Bristol has become only the second city in the UK to be awarded the status of Gold Sustainable Food City.
It joins Brighton and Hove in gaining the accolade from Sustainable Food Places, the UK partnership programme recognising cities tackling environmental, social and economic issues in their food systems.
The winning application included schemes to reduce food waste, empower community action and strengthen the city’s good food movement which seeks to improve food equality through better growing and eating.
The successful bid included; The Children’s Kitchen, a programme to help children learn how to grow and eat fresh produce; FOOD Clubs, which provides nutritious food at less cost for families across Bristol; and Grow Wilder, an education site for people to make positive changes around sustainable food growing and wildlife practices.
Bristol’s Deputy Mayor, Councillor Asher Craig, was the Chairperson of the Going for Gold Steering Group.
She said: “Bristol’s Gold achievement is a testament to the whole city rallying together and taking action, from citizens and organisations to policy makers.
“More than ever there is a collective energy calling for food that is good for people, communities and the planet to be available to everyone in Bristol. This award makes clear that Bristol is on the right path towards a better food future for all citizens.”
Director of Bristol Food Network, Joy Carey, says the new Gold status recognises the effort of individuals, initiatives and projects across the city to make a positive difference.

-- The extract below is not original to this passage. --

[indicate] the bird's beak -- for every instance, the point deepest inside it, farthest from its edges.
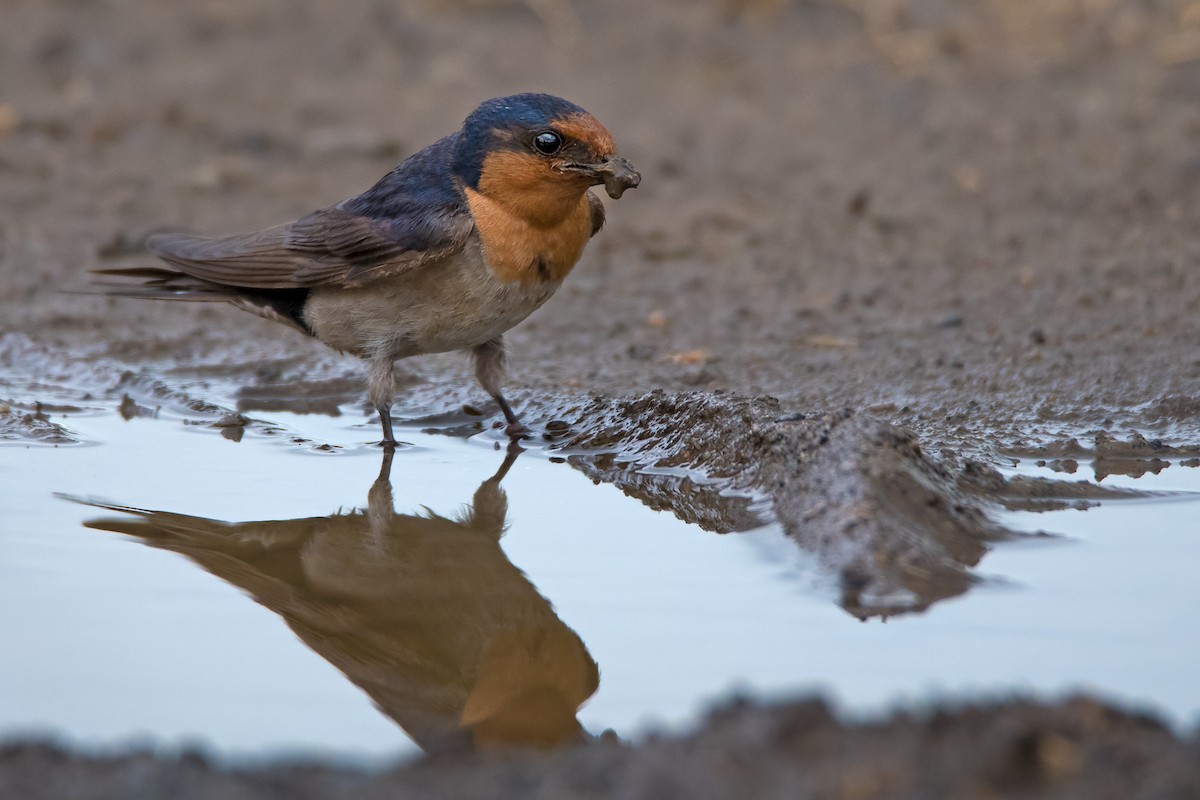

“Since achieving silver status in 2016, we’ve been determined to support and uncover more individuals, projects and initiatives that are contributing positively to a fairer, healthier and more sustainable food system for the city and its citizens.
“Bristol is brimming with people who are passionate about doing better when it comes to food and it has been our job to capture their stories and impact, whilst doing all we can to support a joined up and holistic approach to food in the city.
“How we produce, trade, eat and waste food influences the most pressing issues facing us today: from climate and ecological breakdown to human health and well-being, from poverty and justice to animal welfare. This is why food matters and we’re delighted that this work has been recognised at the highest level.”